In a letter earlier this month, Alabama denied Kennedy the ability to contact any SEC school and seven future nonconference opponents, including The Citadel.

The Citadel?

“When we make a rule that guys can transfer whenever they want to transfer, how are we supposed to get people to do what they should do?” Saban asked.

Yeah, it’s a shame, that.  If you don’t pay the help, how else can a poor ol’ head coach keep them in line?  I mean… well, let Nick do a little more hole digging.

“I’m not talking about as football players, I’m talking about as people. I’m talking about making good choices and decisions. … If a guy is missing class and I say you’re not going to play in this game because you’re missing class, which I’ve done on occasion, and he says, ‘I’m transferring,’ is that good?”

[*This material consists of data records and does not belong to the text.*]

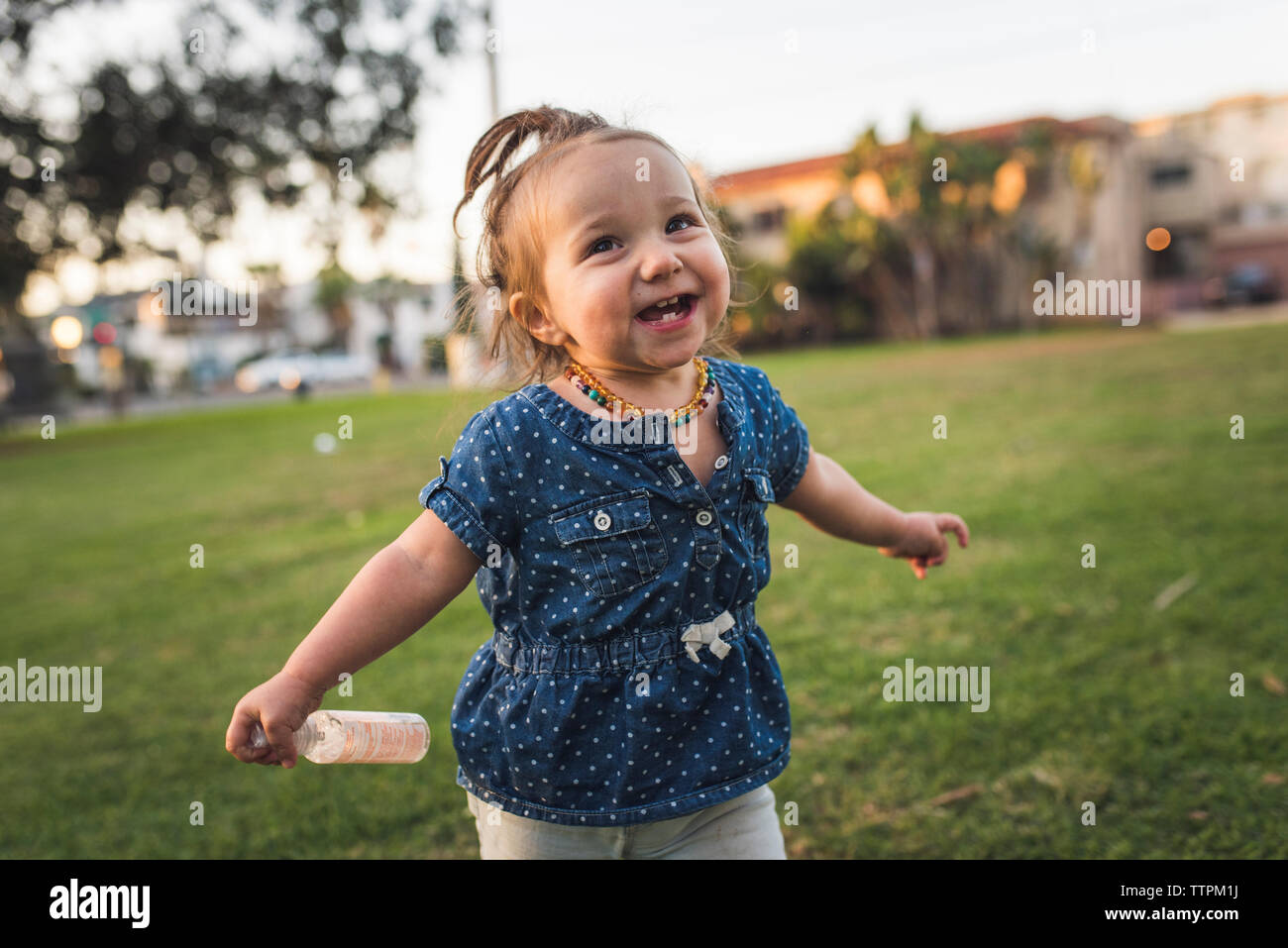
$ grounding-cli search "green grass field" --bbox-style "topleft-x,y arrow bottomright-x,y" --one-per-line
0,320 -> 1288,859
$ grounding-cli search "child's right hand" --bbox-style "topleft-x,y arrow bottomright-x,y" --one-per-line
224,670 -> 326,768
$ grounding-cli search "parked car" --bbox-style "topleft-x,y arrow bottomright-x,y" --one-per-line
235,348 -> 376,393
1203,263 -> 1279,306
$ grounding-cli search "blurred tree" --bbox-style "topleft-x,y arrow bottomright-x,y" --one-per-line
313,261 -> 357,349
782,113 -> 1052,338
0,0 -> 458,406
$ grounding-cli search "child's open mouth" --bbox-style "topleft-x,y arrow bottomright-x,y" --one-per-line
635,293 -> 697,330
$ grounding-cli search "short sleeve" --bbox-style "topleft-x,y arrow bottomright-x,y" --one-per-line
761,372 -> 808,503
420,408 -> 519,563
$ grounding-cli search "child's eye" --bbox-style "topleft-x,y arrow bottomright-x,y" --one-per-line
587,214 -> 698,257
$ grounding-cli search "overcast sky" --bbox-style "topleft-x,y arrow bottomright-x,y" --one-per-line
17,0 -> 1288,307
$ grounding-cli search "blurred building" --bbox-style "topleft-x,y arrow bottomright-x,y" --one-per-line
34,280 -> 469,394
711,95 -> 1288,322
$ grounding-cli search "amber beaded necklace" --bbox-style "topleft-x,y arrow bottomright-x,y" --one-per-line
564,356 -> 716,428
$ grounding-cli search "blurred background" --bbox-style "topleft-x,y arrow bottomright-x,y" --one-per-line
0,0 -> 1288,419
0,0 -> 1288,858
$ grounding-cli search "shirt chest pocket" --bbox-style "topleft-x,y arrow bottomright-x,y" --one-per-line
548,489 -> 667,597
738,467 -> 774,545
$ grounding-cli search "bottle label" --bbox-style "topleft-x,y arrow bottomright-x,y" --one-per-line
331,711 -> 429,764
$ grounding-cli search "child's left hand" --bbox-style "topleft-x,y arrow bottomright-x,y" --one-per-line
877,510 -> 970,579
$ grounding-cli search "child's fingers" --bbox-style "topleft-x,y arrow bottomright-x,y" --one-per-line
935,514 -> 970,548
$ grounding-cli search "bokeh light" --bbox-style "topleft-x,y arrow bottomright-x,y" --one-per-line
49,316 -> 85,349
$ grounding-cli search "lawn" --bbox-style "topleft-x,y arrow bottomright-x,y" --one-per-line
0,325 -> 1288,859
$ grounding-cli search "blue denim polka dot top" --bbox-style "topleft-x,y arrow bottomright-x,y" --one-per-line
420,357 -> 808,825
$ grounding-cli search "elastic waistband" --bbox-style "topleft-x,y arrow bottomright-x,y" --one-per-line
492,603 -> 756,674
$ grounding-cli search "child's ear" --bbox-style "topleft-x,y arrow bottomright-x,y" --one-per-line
510,292 -> 571,347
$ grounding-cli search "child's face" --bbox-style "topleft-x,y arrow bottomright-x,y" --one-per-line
510,138 -> 729,376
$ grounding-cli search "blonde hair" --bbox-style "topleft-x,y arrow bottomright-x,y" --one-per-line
452,106 -> 747,390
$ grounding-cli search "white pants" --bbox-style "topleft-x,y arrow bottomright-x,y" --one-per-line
465,784 -> 787,859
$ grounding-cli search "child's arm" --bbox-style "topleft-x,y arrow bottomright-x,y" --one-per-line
781,447 -> 970,579
224,510 -> 482,767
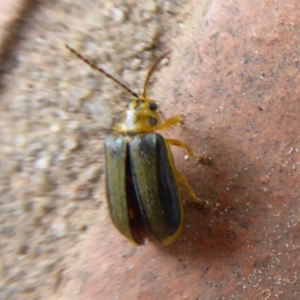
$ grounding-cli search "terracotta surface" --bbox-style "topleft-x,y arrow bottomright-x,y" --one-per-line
67,0 -> 300,300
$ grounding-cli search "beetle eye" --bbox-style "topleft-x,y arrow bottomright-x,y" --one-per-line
149,102 -> 157,110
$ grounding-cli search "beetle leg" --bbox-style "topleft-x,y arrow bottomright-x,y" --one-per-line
177,170 -> 209,206
165,139 -> 211,164
147,115 -> 184,132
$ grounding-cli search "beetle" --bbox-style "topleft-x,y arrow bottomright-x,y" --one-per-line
66,45 -> 209,246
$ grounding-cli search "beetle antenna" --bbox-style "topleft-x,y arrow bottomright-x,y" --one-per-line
142,50 -> 172,99
65,44 -> 139,98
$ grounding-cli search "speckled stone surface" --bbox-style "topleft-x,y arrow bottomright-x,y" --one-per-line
68,0 -> 300,300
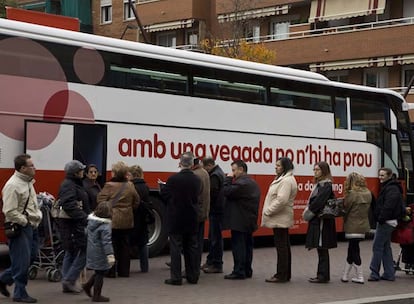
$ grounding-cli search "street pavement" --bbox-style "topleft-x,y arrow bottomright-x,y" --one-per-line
0,240 -> 414,304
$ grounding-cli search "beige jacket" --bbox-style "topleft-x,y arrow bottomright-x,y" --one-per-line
96,181 -> 140,229
262,171 -> 298,228
2,171 -> 42,227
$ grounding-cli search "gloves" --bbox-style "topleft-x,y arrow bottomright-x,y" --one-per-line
106,254 -> 115,267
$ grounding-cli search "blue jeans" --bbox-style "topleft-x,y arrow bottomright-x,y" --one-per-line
207,214 -> 223,269
231,230 -> 253,277
369,224 -> 395,281
0,225 -> 37,299
62,249 -> 86,283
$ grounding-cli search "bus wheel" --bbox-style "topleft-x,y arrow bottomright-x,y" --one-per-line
148,196 -> 168,257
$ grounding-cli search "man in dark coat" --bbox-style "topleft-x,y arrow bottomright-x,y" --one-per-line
160,152 -> 201,285
202,157 -> 224,273
224,160 -> 260,280
368,168 -> 403,281
57,160 -> 89,293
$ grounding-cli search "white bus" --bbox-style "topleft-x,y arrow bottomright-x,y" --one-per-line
0,19 -> 413,255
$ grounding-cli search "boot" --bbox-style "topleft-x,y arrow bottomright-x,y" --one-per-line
341,262 -> 353,283
82,274 -> 95,298
92,275 -> 109,302
352,264 -> 364,284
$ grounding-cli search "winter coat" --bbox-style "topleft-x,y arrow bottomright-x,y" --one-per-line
82,178 -> 101,212
86,213 -> 114,270
130,178 -> 153,246
209,165 -> 225,215
262,171 -> 298,228
2,171 -> 42,227
344,188 -> 372,238
374,179 -> 403,224
56,175 -> 88,251
305,180 -> 337,249
160,169 -> 201,234
96,179 -> 140,229
193,166 -> 210,222
223,174 -> 260,233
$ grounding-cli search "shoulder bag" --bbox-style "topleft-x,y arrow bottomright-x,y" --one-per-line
4,186 -> 32,239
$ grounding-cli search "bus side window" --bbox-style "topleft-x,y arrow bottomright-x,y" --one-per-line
335,97 -> 348,130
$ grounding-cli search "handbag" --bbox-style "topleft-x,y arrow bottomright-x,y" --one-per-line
50,199 -> 83,219
318,198 -> 345,218
4,186 -> 32,239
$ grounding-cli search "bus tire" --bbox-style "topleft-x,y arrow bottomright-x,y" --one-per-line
148,196 -> 168,257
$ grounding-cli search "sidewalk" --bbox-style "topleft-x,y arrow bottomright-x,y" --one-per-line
0,240 -> 414,304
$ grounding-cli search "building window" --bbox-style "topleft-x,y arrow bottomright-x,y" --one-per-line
101,0 -> 112,24
185,30 -> 198,45
124,0 -> 135,20
364,68 -> 388,88
270,21 -> 290,40
157,32 -> 177,48
244,25 -> 260,42
326,71 -> 348,82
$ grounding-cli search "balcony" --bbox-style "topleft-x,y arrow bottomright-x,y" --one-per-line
137,0 -> 210,25
175,17 -> 414,65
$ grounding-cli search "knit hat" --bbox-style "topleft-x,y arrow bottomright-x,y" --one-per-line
65,160 -> 86,175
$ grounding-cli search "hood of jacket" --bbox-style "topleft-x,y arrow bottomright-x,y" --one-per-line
88,213 -> 112,231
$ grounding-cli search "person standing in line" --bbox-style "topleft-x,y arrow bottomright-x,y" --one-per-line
224,160 -> 260,280
368,168 -> 403,282
82,201 -> 115,302
201,157 -> 225,273
82,164 -> 102,213
0,154 -> 42,303
160,152 -> 201,285
341,172 -> 372,284
305,162 -> 337,283
129,165 -> 151,272
262,157 -> 298,283
191,158 -> 210,274
56,160 -> 89,293
97,161 -> 141,278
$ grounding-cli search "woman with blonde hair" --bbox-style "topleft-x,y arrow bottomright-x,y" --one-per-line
97,162 -> 140,277
341,172 -> 372,284
305,162 -> 337,283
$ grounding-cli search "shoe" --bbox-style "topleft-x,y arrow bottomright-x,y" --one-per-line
13,296 -> 37,303
224,272 -> 246,280
62,281 -> 82,294
200,263 -> 211,270
265,277 -> 289,283
203,266 -> 223,273
368,276 -> 379,282
308,278 -> 329,283
164,279 -> 183,286
0,281 -> 10,297
381,276 -> 395,282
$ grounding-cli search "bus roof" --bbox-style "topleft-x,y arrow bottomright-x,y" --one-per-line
0,18 -> 403,102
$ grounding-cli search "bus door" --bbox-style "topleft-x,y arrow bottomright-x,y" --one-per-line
24,120 -> 107,194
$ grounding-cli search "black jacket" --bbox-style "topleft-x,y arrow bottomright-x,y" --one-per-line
305,181 -> 337,249
57,176 -> 89,252
130,178 -> 152,246
160,169 -> 201,234
223,175 -> 260,232
209,165 -> 224,214
374,179 -> 403,224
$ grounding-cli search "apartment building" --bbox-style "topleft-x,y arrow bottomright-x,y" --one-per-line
92,0 -> 414,111
12,0 -> 414,119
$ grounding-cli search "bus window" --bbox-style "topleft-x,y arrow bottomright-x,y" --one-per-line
110,65 -> 188,95
335,97 -> 348,130
193,76 -> 266,104
351,98 -> 390,147
270,87 -> 332,112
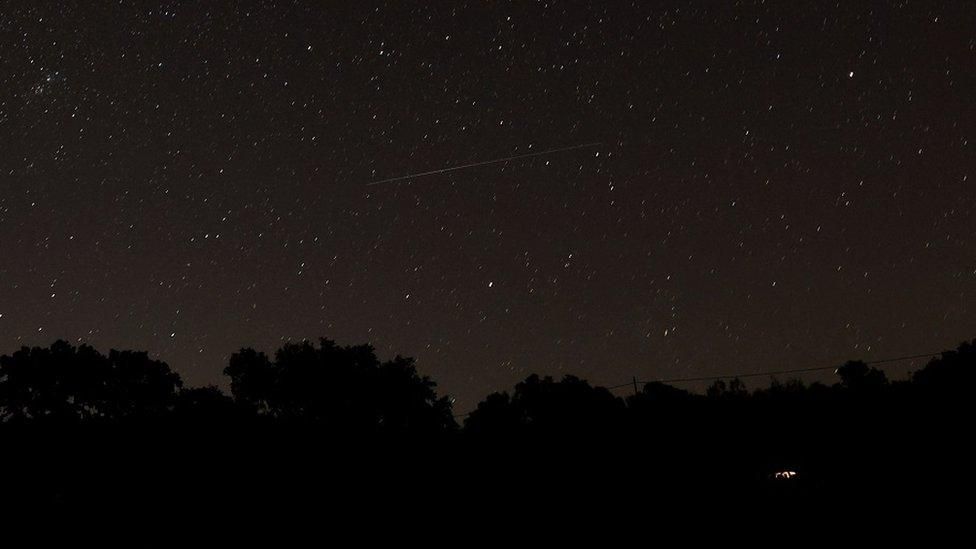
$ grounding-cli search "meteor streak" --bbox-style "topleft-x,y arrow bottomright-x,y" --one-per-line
366,143 -> 603,187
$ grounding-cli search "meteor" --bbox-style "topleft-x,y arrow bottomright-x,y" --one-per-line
366,143 -> 603,187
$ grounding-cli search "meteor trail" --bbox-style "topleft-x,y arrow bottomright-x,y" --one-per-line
366,143 -> 603,187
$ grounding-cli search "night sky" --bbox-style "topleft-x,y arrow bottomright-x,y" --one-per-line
0,0 -> 976,411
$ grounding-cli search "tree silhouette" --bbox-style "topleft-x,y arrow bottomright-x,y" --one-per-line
0,341 -> 182,423
837,360 -> 888,391
224,339 -> 455,434
465,374 -> 625,435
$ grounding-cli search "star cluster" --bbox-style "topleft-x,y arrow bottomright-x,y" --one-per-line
0,1 -> 976,407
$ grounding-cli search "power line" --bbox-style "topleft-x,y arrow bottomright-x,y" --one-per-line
454,351 -> 943,418
607,351 -> 942,390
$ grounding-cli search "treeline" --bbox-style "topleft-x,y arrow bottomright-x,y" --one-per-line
0,339 -> 976,514
0,339 -> 976,437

Except that’s not what we’re talking about here.  Let Kirby Smart explain.

“Most people get a graduate degree where? Where they got their undergrad or somewhere else? Usually somewhere else,” Smart said. “So if they’re going to graduate school for that purpose somewhere else, I don’t see the issue. … If they want to do that, they should be able to do that.”

Smart shut down the idea that it was unfair that one program could invest the time and energy to develop players only for them to leave and benefit a rival.

“You mean just like we do with coaches, right?” Smart said. “Just like I left Alabama and all of the secrets that I learned when I was there went with me. Muschamp took all those secrets from LSU. Jimbo [Fisher] took all those secrets from LSU. Now Jeremy [Pruitt] has all those secrets. I don’t see it that way.”

The kids in question are graduates.  They’ve made good choices and decisions.  Saban’s pissy, but not because they’re throwing away their lives.  It’s all about loss of control.  At least Ed Orgeron’s honest about that.

“I’m just not for it,” Orgeron said. “I think if a kid’s going to go play in another conference it’s stuff like that, it’s fair. I’d hate to see one of our guys go to our opponents. I don’t think it’s in the spirit of the sport.”

The spirit of the sport?  If you’re a coach, you know what that means.